Is there anyway to avoid oom?

I do an element-wise multiplication as:

    a = a.unfold(1, val*2, 1).unfold(2, val*2, 1)
    b=b.unsqueeze(dim=0).unfold(1, val*2, 1).unfold(2, val*2, 1)

here, a is a [3,256,256,256,256] matrix, b is [1,256,256,256,256], and I got an OOM when I run this code, I also try the in-place operation like a*=(a>c), although the memory consumption is reduced, I still got an OOM, even the (a>c).sum((3,4) consume a lot of memory. Is there any way to avoid OOM and implement the same functional?

a will already allocate 48GB in float32 and b 16GB. Additionally a>c will create a temp. tensor, which should also consume 16GB, so you would be at 80GB to store these tensors alone.
Since the CUDA context and potentially other tensors would also need some memory, I don’t think you could fit it into a GPU without scaling down the problem.

Thank you for your reply.
What I want to do is similar to a ‘2-d convolution with a different kernel on each element location’, now I apply this by for-loop like this

d = torch.zeros(1,3,256,256).cuda()
for idx in range(val,color.shape[1]-val):
        for idy in range(val,color.shape[2]-val):
            a_block = a[...,idx - val:idx + val, idy - val:idy + val].clone()
            rendered_img[...,idx-val, idy-val]=(c_1*a_block).sum((1,2))/c_1.sum()

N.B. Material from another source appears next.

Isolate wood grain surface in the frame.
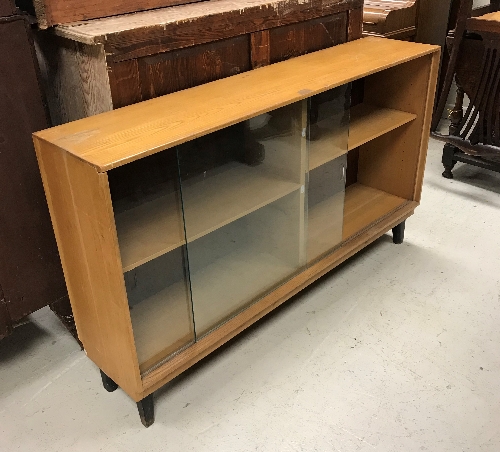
[36,38,439,171]
[55,0,363,61]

Although this implementation can avoid OOM in this image scale, it is time-consuming and cannot handle images on a larger scale. Can you give me some advice on this? Or I have to trade-off between timing and memory? If so, what if don’t care about the timing?

If you don’t care about the timing, then the nested loop should work as it should use the least necessary memory.

I’m trying to add more constraints to scaling down the problem, thanks again for your reply.

I’m now scaling down the problem but the oom still occurs times, can I chunk the tensor ‘a’ and ‘b’ to multi-GPU? I have tried but it seems it doesn’t work.